In Uncategorized on 08/31/2020 at 16:04

There are two varieties of settlement today. First is a full-dress T. C., wherein Judge Travis A. (“Tag”) Greaves discusses whether an interim Boss Hoss is the real deal when a RA offers Douglas M. Thompson and Lisa Mae Thompson, 155 T. C. 5, filed 8/31/20 a settlement of Doug’s and Lisa Mae’s distressed asset trust abusive shelter chops at the Announcement 2005-80 10% discount. Watch that 10% discount; it’ll show up again.

The RA sends a letter offering the 2005-80 settlement, but the letter does not “…identify a tax period or tax form to which it related, provide an underpayment amount, or request petitioners’ consent to assessment and collection.” 155. T. C. 5, at p. 5. A SNOD does all that.

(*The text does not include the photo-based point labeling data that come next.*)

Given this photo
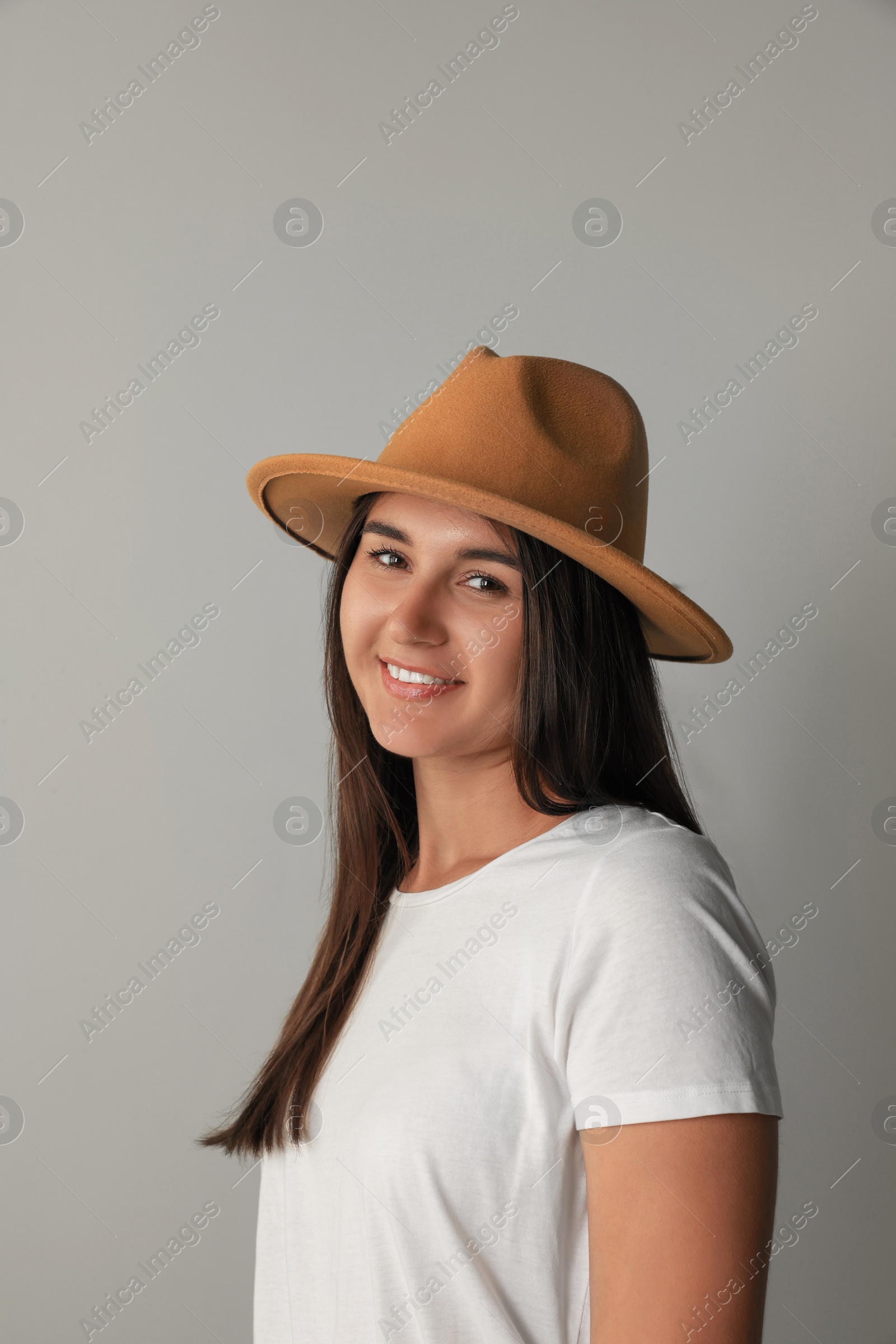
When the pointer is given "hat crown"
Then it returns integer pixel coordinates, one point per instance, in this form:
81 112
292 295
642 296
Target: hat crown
557 437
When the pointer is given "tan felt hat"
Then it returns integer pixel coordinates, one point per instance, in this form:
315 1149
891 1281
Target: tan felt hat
548 447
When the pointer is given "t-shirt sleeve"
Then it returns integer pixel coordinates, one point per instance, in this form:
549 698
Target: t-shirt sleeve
667 1004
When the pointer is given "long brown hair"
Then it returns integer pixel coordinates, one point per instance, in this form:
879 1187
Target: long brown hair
589 729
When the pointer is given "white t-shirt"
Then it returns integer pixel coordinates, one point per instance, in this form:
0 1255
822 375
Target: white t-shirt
600 974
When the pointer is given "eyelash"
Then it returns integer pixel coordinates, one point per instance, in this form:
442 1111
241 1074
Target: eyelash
477 574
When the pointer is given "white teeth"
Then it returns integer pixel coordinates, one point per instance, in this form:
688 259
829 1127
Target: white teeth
421 678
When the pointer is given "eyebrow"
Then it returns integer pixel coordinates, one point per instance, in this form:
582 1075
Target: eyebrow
473 553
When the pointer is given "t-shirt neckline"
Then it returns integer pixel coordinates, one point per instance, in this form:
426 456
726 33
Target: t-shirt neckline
425 898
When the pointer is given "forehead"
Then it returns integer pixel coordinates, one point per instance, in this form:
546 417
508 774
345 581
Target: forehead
430 520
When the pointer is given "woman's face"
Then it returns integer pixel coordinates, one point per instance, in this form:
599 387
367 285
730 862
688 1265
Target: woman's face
433 592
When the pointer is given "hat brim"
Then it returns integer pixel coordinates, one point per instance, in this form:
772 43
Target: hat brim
676 629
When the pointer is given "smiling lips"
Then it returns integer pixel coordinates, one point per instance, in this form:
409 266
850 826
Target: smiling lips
413 683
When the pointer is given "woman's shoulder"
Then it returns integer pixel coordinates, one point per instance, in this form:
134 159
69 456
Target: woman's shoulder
627 864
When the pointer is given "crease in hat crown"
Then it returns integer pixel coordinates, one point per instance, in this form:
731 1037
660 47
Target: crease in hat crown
554 448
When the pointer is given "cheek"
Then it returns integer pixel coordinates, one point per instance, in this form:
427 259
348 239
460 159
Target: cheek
361 618
493 668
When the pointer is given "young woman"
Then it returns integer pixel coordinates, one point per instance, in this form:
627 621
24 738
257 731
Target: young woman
527 1090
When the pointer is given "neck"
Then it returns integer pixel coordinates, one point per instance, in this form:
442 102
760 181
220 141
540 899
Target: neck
469 812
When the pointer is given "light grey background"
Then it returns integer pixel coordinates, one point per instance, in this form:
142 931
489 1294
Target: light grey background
468 210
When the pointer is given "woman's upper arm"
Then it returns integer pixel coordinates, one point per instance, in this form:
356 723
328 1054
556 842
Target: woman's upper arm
676 1213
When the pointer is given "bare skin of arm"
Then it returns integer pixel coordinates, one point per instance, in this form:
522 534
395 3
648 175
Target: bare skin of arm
676 1211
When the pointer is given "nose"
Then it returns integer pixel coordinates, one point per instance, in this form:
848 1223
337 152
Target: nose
417 620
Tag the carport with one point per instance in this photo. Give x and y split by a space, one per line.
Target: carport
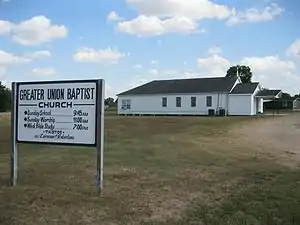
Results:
266 95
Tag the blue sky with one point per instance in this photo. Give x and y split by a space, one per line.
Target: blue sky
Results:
129 42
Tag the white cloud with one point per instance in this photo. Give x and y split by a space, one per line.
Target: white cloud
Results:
34 31
39 54
96 56
138 66
294 49
274 72
253 15
154 26
270 71
5 27
271 64
153 71
194 9
214 65
159 17
2 71
215 50
44 71
153 62
113 16
8 59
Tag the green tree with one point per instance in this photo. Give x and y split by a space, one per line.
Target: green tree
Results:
244 72
5 98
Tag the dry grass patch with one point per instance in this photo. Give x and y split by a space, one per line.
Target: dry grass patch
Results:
164 170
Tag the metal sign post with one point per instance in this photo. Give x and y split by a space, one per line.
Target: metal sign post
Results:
61 113
100 130
14 150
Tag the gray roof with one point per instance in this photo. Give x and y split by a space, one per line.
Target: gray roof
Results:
195 85
245 88
268 93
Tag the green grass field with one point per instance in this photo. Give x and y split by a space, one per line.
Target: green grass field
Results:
165 171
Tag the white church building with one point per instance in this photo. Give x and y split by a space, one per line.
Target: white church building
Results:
197 96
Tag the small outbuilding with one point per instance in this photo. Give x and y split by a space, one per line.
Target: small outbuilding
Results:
197 96
296 104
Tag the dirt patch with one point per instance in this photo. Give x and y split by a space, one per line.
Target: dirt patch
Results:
275 137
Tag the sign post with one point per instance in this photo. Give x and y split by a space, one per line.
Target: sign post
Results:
61 113
14 150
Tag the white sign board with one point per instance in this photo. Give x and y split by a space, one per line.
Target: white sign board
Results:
62 112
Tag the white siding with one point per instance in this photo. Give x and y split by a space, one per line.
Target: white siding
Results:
239 105
152 104
255 102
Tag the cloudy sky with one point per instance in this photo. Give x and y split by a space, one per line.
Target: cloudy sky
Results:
129 42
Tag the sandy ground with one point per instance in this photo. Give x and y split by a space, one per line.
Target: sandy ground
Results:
276 137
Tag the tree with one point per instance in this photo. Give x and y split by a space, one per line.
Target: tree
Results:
243 71
5 98
109 101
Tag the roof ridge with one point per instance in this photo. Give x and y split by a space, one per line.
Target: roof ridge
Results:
197 78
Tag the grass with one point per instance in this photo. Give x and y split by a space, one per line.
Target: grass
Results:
158 170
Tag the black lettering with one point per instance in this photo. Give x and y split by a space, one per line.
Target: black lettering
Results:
93 89
56 94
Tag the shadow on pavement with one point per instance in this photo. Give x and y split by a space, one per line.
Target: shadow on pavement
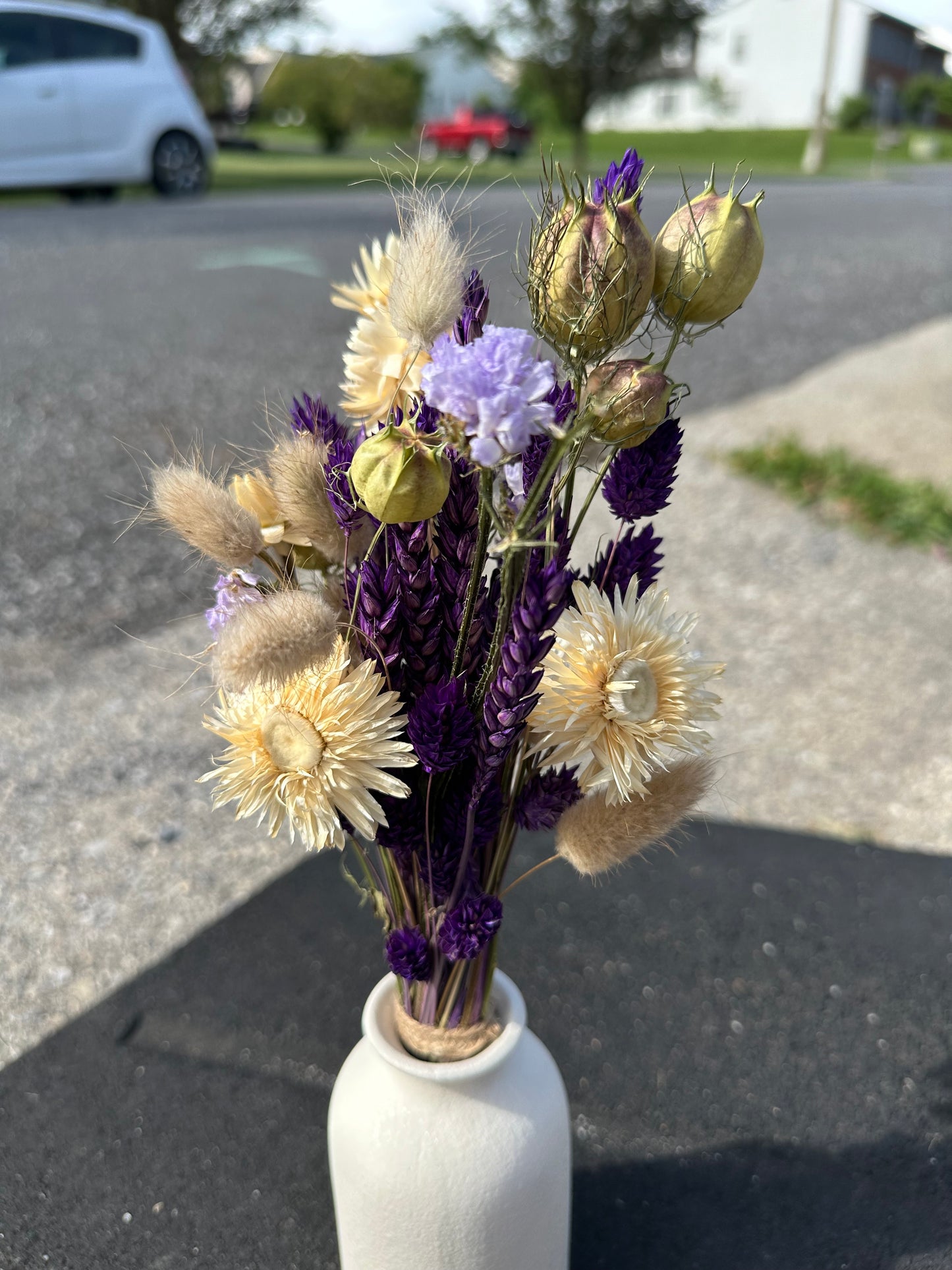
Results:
753 1204
754 1033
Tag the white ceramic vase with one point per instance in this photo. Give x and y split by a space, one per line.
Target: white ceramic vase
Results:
451 1166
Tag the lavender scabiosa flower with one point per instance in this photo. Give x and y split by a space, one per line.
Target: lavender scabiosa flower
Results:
632 556
233 590
468 927
512 694
640 480
378 614
441 726
545 797
420 606
468 326
409 954
621 181
497 388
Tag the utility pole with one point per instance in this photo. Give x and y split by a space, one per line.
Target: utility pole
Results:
815 153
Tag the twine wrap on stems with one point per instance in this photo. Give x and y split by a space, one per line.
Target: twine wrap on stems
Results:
443 1044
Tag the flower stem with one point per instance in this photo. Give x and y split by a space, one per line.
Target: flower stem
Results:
479 562
528 874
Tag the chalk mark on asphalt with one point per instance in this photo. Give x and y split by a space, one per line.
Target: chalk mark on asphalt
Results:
264 258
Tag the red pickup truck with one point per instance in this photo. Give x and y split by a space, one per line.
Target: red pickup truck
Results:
474 134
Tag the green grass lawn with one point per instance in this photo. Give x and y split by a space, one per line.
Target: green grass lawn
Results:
775 153
294 161
845 489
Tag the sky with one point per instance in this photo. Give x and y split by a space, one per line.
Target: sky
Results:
394 26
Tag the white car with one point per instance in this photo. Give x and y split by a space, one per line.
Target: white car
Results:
92 100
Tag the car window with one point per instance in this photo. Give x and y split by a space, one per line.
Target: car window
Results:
24 40
92 41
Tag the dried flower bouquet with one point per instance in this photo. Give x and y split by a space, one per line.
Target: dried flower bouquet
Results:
412 663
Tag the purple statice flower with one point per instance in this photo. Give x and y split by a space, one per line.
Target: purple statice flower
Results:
620 562
441 726
545 797
233 591
512 694
532 461
470 323
378 615
420 606
640 479
312 416
497 388
409 954
449 824
468 927
621 181
404 832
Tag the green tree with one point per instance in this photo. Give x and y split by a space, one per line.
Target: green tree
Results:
215 28
576 52
342 92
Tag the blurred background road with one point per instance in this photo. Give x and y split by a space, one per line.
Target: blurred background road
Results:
131 330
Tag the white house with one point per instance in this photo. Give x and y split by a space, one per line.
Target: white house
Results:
758 64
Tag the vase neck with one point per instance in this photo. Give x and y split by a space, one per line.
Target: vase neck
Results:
380 1027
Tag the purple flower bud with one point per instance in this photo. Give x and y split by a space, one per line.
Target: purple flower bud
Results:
468 326
497 386
441 726
312 416
621 181
468 927
233 591
409 954
545 797
639 482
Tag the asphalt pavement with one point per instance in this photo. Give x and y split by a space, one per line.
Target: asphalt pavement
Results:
127 330
753 1031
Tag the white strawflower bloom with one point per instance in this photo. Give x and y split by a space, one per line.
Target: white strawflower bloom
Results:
621 693
374 281
311 751
381 368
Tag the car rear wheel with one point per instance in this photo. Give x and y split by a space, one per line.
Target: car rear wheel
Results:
479 150
178 165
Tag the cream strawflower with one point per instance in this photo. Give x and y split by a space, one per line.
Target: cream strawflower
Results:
381 370
374 285
621 691
311 751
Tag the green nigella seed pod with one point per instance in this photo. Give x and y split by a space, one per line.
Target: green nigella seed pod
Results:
399 475
590 274
627 400
709 257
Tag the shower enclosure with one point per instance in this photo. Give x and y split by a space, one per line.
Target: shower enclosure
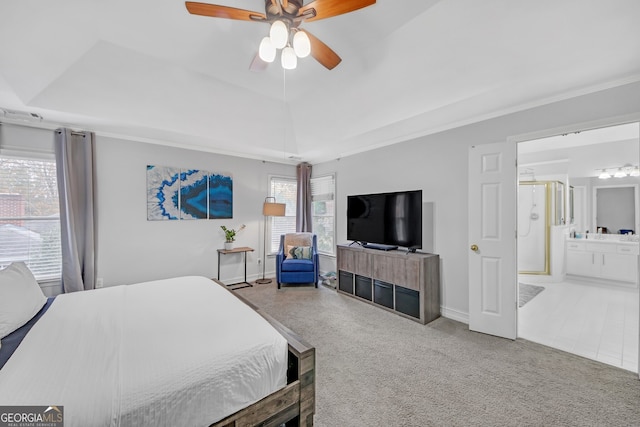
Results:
540 206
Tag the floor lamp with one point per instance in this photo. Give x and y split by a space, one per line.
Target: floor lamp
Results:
269 208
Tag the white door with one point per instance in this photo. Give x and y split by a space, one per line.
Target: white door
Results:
492 239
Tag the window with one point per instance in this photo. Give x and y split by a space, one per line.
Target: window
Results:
30 216
285 191
323 212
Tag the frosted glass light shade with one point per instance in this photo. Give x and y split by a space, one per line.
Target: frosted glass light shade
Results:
289 58
604 174
301 44
619 173
279 34
267 51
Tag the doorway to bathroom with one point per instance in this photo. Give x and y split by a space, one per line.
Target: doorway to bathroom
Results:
578 253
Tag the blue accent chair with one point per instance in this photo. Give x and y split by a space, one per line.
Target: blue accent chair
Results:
290 270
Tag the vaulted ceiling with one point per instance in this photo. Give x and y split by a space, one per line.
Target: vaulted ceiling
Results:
149 70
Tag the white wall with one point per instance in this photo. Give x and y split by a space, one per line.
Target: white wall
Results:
132 249
437 164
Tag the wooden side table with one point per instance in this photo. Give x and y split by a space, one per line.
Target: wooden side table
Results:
243 250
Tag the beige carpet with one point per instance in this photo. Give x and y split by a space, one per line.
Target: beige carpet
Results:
377 369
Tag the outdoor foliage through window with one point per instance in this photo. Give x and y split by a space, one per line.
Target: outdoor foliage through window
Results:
30 216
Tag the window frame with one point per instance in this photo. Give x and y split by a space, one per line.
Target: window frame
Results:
49 275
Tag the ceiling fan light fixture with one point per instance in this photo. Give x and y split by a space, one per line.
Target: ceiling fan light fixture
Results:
604 174
289 58
301 44
279 34
267 51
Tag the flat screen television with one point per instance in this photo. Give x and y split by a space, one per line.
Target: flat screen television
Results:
392 219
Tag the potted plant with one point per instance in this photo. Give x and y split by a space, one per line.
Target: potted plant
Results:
230 235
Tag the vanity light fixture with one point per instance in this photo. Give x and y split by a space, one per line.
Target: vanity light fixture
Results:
604 174
619 173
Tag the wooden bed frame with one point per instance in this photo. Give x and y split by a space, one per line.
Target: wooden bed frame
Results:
293 405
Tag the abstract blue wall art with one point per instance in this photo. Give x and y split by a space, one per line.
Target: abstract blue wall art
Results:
174 193
193 194
220 196
163 188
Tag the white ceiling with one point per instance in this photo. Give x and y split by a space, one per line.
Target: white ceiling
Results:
582 154
149 70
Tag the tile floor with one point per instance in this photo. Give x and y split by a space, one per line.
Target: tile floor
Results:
596 321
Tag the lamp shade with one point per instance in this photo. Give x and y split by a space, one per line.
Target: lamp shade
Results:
279 34
267 51
273 209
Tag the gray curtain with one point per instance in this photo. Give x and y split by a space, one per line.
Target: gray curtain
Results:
303 205
74 160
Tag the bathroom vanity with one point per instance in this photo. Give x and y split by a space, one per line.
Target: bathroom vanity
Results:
607 257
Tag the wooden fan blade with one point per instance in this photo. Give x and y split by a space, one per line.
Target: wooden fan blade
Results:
328 8
217 11
322 53
258 65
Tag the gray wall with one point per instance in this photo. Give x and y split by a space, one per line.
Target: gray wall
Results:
132 249
437 164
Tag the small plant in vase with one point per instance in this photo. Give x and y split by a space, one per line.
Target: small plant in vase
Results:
230 235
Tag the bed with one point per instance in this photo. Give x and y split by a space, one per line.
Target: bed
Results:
183 351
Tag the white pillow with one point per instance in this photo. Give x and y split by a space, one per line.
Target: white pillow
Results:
20 297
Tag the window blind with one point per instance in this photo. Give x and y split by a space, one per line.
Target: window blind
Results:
30 216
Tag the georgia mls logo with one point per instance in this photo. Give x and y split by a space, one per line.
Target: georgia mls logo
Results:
31 416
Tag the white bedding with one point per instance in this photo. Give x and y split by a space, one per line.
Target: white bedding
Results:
176 352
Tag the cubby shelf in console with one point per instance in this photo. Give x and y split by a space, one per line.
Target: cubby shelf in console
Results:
407 284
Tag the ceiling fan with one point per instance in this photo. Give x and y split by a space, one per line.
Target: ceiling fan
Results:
291 13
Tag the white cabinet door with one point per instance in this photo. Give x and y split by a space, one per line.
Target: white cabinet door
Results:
580 263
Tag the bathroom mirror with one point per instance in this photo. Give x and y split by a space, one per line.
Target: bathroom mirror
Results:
615 208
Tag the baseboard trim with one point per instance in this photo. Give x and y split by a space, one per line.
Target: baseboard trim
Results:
452 314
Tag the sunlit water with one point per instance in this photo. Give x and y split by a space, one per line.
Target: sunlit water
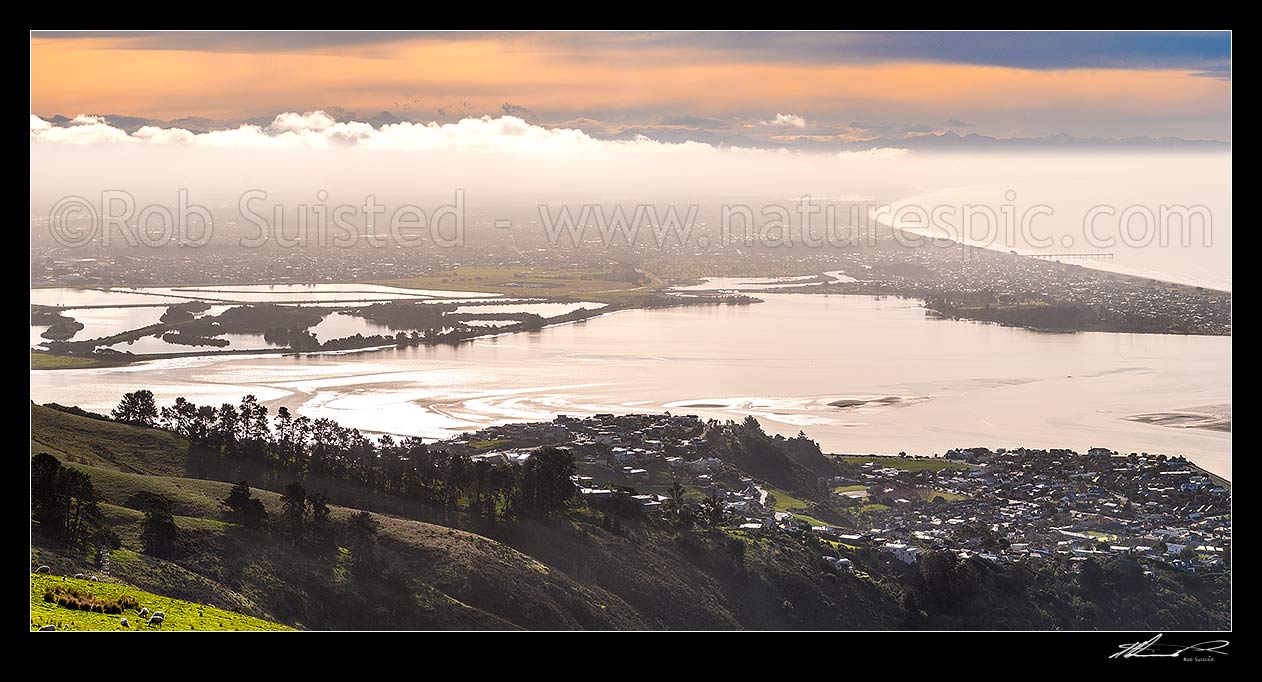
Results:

Doug and Lisa Mae refuse, so the RA sends another letter two (count ’em, two) years later, offering a 15% chop, but if not, the RA will develop the case and lay the full boat (whatever that may be) on Doug and Lisa Mae. Doug and Lisa Mae decline. Again, this letter doesn’t identify period, form, amount of tax due, or request consent to assessment and collection. But the SNOD that follows this rejection does all the above. With full boat chops.

Doug and Lisa Mae petition, saying no Boss Hoss for either letter, and the sign-off for the SNOD came from the RA’s acting immediate supervisor, not a proper Boss Hoss.

Judge Tag says no Boss Hoss necessary for either letter, because nothing had been determined.

“Rather than determining that petitioners are liable for penalties of specific dollar amounts, subject to review by Appeals or the Tax Court, each letter offers to settle penalties arising from the DAT transaction on certain terms, including substatutory penalty rates, which are based not on an audit but on Announcement 2005-80. When petitioners failed to accept the offers, RA D still had work to do–the [second] letter explicitly says the IRS had not completed its examination or fully developed the facts of petitioners’ case. Furthermore, the [second] letter warns that declining the settlement offer would result in ‘applicable penalties,’ without stating which penalties, if any, might end up being ‘applicable to petitioners’ facts. An offer letter like the ones at issue does not require supervisory approval because it is not a ‘determination’ at all, but a preliminary proposal of the revenue agent within an ongoing examination.” 155 T. C. 5, at p. 10. (Name omitted; emphasis by the Court).

Taishoff says the whole aim of Section 6751(b) is to prevent Exam from bludgeoning taxpayers into settlements with threats of penalties. And what is more threatening than unnamed penalties for an unknown amount? When the bludgeoning takes place is nothing to the point. If IRS could bludgeon before even sending a 30-day letter, why bother? “Bludgeon early, bludgeon often” is what the statute is supposed to prevent.

As for Judge Tag’s dismissing legislative intent, (“As in Belair Woods, we will not let petitioner’s legislative history argument animate our decision,” 155 T. C. 5, at p. 11), CCAs can go there, even if Tax Court can’t. Remember Chai and Graev.

The acting Boss Hoss is good enough. She was RA D’s immediate supervisor when the SNOD went out. No Regno di Giorno problems.

The rule of lenity doesn’t help, because Section 6751 isn’t so vague that the Court can do no more than make a mere guess what Congress meant.

Next, I must once again acknowledge my debt to my colleague and delightful luncheon companion Peter Reilly, CPA. He kindly put me wise to IR-2020-196, 8/31/20, wherein the Coalholders become the Coalfolders, grabbing the settlement IRS offers, allowing them to deduct the $32.5 million they paid for this metziah (please pardon the arcane technical terminology) and getting only a 10% chop. The promoters, of course, go down big. Conservationists, read and heed.

Oh, if you missed the Coalholders’ tale, see my blogpost “Watch This, Guys  – Hold My Coal,” 6/15/20.”